Le chemin qui a du cœur? La formule vient du Nagual Juan Matus, le benefactor de Castaneda. Sa philosophie m’a inspiré, je la pratique encore. Philosophie ou sagesse, le nagualisme n’a rien d’une secte. Il n’est ni moral, il n’est ni altruiste, ni charitable au sens chrétien. Quoique… Souvenons-nous que Jésus a dit de ne pas faire la charité pour le bien de notre âme.
Je cite de mémoire l’apocryphe de Thomas. Les gens ont quasiment tout oublié, la mémoire n’est plus à la mode, comme si on pouvait s’en passer! Le proche passé est ringardisé, quant au passé lointain, on croit qu’il ne sert à rien. Erreur : on en vient. Et si tout se passe bien, on y retourne. Si tout se passe mal, ça fera du joli! On pourra faire une croix sur cette planète avec l’inscription: Ci-gît l’humanité qui l’a bien mérité.
Ne jeûne pas, tu feras du mal à ton corps. Ne fais pas la charité, tu feras du mal à ton âme.
À chaque époque, il est fécond de réviser nos positions morales ou idéologiques. Elles ne sont souvent que des réflexes conditionnels. Des comportements familiaux ou tribaux acquis par mimétisme, sans l’accord de l’être profond. L’obéissance aveugle explique bien des guerres.

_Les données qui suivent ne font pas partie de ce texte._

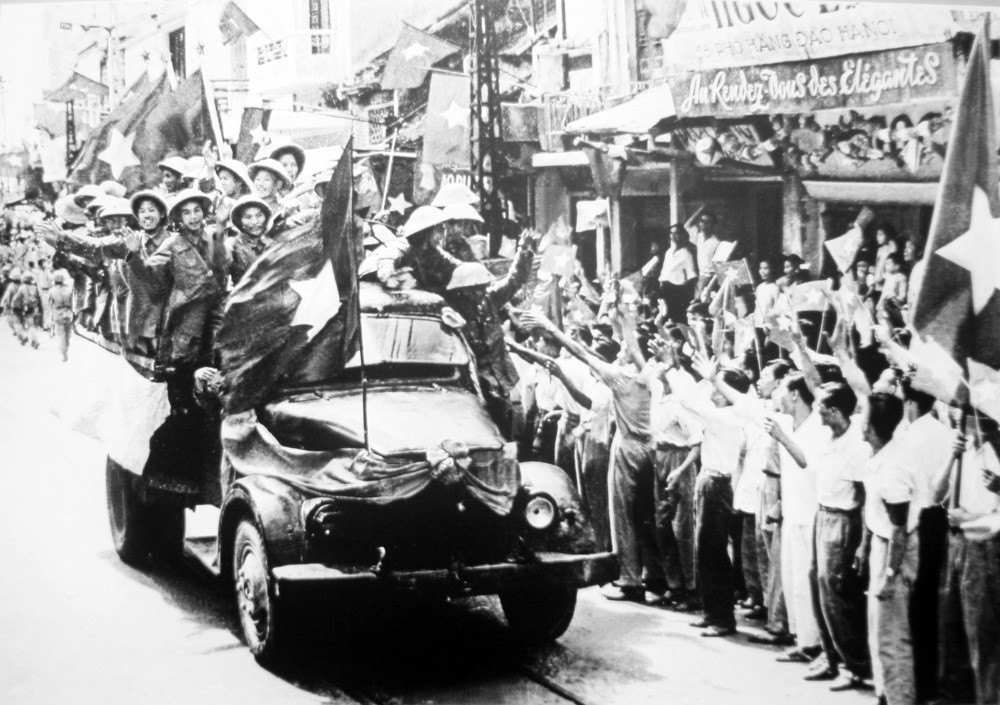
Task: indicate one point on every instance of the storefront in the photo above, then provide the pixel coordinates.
(791, 119)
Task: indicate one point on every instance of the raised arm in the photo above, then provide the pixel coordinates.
(540, 322)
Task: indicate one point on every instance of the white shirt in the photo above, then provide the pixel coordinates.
(671, 423)
(889, 479)
(973, 495)
(723, 441)
(705, 247)
(798, 485)
(597, 420)
(753, 410)
(579, 374)
(678, 266)
(927, 442)
(839, 465)
(766, 296)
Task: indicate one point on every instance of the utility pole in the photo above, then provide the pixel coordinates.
(484, 104)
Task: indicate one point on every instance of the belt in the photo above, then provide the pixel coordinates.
(671, 446)
(838, 510)
(717, 475)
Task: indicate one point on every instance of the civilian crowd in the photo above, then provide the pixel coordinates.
(757, 449)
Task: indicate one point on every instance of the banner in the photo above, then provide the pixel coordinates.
(720, 33)
(857, 81)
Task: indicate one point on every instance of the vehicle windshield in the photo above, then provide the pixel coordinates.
(400, 340)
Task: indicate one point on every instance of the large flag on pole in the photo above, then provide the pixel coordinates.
(293, 318)
(412, 57)
(148, 125)
(957, 305)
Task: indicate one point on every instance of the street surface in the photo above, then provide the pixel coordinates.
(79, 626)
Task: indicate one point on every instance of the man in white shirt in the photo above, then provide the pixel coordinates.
(678, 275)
(799, 433)
(970, 599)
(839, 530)
(677, 438)
(702, 228)
(892, 512)
(722, 447)
(928, 443)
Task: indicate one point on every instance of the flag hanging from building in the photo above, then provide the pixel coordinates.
(293, 318)
(412, 58)
(957, 304)
(253, 133)
(148, 125)
(446, 127)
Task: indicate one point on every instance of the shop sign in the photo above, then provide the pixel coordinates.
(724, 33)
(853, 81)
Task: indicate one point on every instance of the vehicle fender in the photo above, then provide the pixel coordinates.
(276, 508)
(573, 533)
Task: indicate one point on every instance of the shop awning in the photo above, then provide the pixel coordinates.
(874, 193)
(637, 115)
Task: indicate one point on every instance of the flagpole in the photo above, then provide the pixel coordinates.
(357, 299)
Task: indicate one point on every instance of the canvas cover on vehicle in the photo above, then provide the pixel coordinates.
(253, 450)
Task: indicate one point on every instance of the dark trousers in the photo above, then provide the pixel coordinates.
(675, 518)
(748, 556)
(634, 525)
(715, 569)
(970, 621)
(594, 464)
(842, 613)
(933, 533)
(677, 297)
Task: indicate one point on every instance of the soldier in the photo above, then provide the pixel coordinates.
(27, 305)
(419, 249)
(60, 306)
(252, 218)
(479, 298)
(232, 182)
(6, 304)
(172, 172)
(269, 177)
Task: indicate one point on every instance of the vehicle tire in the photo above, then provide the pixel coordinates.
(261, 615)
(131, 528)
(541, 613)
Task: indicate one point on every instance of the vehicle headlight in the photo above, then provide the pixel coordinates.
(540, 512)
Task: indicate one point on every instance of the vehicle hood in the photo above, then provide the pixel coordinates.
(401, 420)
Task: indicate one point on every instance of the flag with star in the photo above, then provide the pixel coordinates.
(809, 296)
(149, 124)
(412, 58)
(957, 304)
(293, 318)
(446, 130)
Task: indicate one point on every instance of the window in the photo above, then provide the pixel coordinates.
(177, 52)
(319, 26)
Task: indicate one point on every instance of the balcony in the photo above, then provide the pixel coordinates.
(298, 63)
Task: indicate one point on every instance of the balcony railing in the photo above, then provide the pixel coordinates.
(297, 59)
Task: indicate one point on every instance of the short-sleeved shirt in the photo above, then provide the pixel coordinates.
(798, 485)
(705, 247)
(723, 441)
(678, 266)
(890, 479)
(579, 374)
(753, 411)
(671, 423)
(973, 495)
(839, 469)
(928, 443)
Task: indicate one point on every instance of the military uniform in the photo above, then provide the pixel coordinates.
(60, 305)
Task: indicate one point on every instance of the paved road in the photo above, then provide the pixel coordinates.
(79, 626)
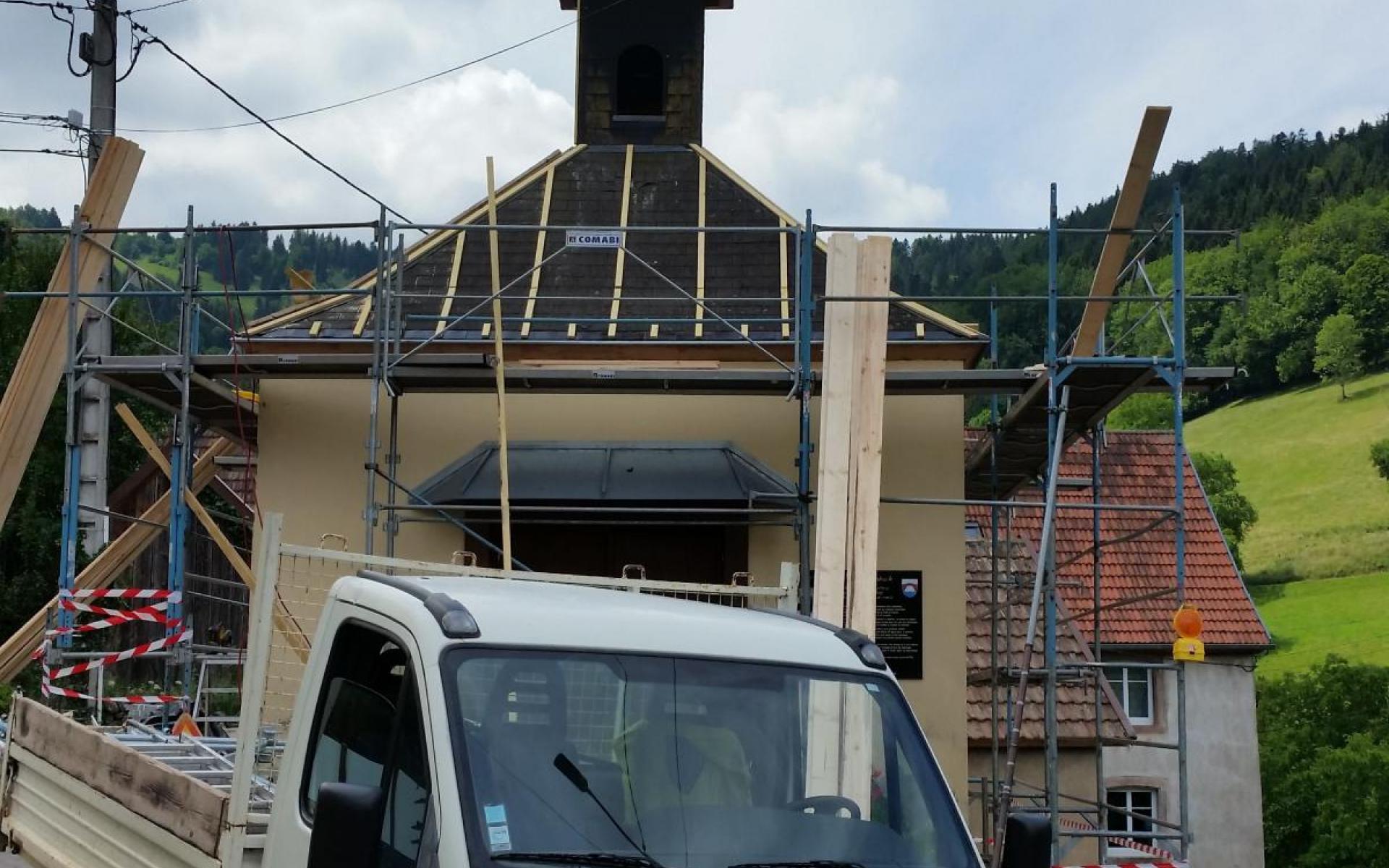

En matière d’altruisme et de charité, il y a des modes. Les générosités d’hier sont insultes aux yeux d’aujourd’hui. Les générosités de demain nous sembleraient inconcevables. En bien ou en mal ? Ces modes-là ne suivent pas la courbe idéale du progrès. Ces temps-ci elles régressent. Ça ne vous a pas échappé.
D’autre part, ce qui est charitable pour toi est intrusion pour une autre. C’est l’histoire de Castaneda et de son escargot. Je la raconte plus loin.
Mal à l’aise à cause de son éducation chrétienne, il pose l’inévitable question de l’altruisme à son benefactor. Il n’y a pas de morale dans la Règle, répond Juan Matus. C’est évident. Un Nagual ne fait pas l’aumône, la voie du guerrier n’est pas une église, l’impeccabilité n’a rien à voir avec la sainteté.
Dans le nagualisme comme dans le bouddhisme, l’adepte assure son salut individuel sans se soucier du sort des autres. Une fois de plus, Castaneda se rebiffe. Don Juan précise sa pensée : « Sur la voie du guerrier, le choix t’appartient. J’ai connu un nagual implacable qui ne faisait jamais de cadeau à quiconque. C’était sa façon d’être impeccable. Et j’ai aussi connu le nagual Elias, très différent. Il suivait le chemin qui a du cœur. C’est le chemin que j’ai toujours suivi. »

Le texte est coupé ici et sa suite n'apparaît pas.